Alors, faisant remplir sa coupe d’un vin des Gaules rapporté par César, et s’inclinant avec toute la modestie d’un lauréat en herbe, il entama la première ode d’Horace ; mais les femmes s’écrièrent à la fois :

— À bas le pédant et vive le poëte ! qu’Horace nous parle dans la langue que tout le monde entend ici.
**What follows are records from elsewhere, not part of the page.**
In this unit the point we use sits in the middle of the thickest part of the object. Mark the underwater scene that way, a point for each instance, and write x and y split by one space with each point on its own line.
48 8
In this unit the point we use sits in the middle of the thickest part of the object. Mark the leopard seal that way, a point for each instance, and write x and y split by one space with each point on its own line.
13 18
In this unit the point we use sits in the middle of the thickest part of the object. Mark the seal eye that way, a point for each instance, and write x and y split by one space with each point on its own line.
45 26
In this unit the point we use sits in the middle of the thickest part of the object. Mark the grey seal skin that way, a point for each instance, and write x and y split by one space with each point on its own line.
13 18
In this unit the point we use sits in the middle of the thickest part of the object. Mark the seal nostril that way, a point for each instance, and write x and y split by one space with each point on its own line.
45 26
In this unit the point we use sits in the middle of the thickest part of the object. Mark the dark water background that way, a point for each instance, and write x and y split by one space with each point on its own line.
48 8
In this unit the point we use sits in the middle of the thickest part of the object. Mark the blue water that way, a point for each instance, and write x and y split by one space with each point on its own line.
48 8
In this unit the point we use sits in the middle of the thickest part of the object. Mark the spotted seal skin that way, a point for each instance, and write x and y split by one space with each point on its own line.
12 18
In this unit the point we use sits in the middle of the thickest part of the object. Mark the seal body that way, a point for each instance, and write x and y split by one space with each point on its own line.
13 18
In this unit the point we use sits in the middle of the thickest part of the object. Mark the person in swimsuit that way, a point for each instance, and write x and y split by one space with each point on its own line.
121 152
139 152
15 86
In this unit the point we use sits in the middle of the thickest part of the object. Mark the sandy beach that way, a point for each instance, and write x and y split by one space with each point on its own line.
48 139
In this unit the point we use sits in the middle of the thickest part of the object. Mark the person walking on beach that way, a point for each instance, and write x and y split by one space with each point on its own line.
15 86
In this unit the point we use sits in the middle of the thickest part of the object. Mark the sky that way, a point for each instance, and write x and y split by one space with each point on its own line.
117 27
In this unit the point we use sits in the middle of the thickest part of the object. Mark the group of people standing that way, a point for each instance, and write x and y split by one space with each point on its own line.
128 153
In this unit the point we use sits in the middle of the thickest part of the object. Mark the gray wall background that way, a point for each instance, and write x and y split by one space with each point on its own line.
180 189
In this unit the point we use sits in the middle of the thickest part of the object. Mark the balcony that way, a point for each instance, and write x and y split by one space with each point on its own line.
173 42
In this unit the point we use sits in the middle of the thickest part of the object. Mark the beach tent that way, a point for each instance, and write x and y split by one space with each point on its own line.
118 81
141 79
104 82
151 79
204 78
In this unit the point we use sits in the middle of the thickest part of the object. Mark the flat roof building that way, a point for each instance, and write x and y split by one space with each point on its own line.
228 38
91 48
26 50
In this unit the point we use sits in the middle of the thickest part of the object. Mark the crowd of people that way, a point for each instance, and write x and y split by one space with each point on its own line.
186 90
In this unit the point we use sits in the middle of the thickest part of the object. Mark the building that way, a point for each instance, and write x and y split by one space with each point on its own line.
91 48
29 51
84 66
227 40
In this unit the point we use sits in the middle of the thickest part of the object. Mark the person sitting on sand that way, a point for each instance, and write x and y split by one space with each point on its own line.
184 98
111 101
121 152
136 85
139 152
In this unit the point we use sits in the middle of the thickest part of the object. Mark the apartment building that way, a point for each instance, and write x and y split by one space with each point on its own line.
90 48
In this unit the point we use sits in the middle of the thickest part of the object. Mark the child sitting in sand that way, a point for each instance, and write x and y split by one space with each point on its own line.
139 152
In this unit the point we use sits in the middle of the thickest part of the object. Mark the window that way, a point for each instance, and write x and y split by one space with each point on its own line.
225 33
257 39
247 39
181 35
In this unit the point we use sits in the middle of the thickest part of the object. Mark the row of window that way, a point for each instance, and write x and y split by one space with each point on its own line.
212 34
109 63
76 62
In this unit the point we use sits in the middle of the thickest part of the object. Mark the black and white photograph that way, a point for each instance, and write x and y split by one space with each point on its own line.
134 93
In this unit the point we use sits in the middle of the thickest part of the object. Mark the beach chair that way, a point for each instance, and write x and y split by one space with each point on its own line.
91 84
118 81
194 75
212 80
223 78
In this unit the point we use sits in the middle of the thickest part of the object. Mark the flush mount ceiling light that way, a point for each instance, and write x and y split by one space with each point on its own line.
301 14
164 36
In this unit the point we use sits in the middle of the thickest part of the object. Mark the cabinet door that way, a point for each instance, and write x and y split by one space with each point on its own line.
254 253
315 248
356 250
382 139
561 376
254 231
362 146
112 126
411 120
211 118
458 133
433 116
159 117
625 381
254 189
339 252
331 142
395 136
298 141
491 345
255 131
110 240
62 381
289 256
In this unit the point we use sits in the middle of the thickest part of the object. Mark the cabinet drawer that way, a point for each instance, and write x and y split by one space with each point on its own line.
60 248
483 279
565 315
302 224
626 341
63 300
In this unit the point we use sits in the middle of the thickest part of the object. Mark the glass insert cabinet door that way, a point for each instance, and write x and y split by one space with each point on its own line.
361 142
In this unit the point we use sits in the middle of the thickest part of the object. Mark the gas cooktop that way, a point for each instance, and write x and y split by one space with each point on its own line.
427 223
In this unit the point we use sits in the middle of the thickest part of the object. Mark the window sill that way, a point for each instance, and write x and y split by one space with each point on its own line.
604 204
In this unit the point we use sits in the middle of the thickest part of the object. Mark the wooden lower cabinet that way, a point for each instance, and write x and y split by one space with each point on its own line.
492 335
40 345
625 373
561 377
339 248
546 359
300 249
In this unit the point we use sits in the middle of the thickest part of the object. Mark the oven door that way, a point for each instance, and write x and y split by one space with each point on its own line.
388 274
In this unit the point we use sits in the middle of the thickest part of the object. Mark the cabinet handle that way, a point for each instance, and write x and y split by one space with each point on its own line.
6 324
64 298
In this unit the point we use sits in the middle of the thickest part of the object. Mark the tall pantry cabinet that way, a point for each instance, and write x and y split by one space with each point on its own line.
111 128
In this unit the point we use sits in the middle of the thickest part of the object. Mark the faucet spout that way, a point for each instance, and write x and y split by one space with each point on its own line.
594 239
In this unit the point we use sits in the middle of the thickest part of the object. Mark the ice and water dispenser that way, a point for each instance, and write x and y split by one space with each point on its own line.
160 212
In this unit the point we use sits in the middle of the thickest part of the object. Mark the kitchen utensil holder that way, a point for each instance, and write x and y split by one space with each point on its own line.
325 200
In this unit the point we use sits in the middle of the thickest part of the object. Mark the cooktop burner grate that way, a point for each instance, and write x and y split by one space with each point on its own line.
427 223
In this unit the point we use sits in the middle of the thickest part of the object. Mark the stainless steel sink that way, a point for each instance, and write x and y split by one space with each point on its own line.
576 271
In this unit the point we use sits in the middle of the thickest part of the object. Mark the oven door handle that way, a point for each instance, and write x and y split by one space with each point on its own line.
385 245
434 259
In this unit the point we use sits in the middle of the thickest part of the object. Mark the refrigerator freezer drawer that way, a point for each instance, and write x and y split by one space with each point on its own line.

— J’obéis, reprit Alfred, sans paraître embarrassé de satisfaire à cet ordre, et il improvisa la traduction de l’ode : a Crispum Sallustium[1], en ajoutant celle des premières strophes de l’ode : à ses amis[2], et ces beaux vers philosophiques et bachiques furent traduits avec tant d’exactitude, avec tant de bonheur et d’harmonie, que Salluste, s’emparant d’une des couronnes de fleurs qui ornaient les flambeaux du festin, la posa sur la tête du jeune poëte. On le proclama l’Horace moderne, sauf à prouver plus de courage et autant de talent que son modèle. On but à sa future gloire, on l’autorisa à en réclamer un prix, et se fiant à sa

  1. Nullus argento color est avaris (Ode ii, liv. ii.)
  2. Nunc est bibendum (Ode xxxvii, liv. i.)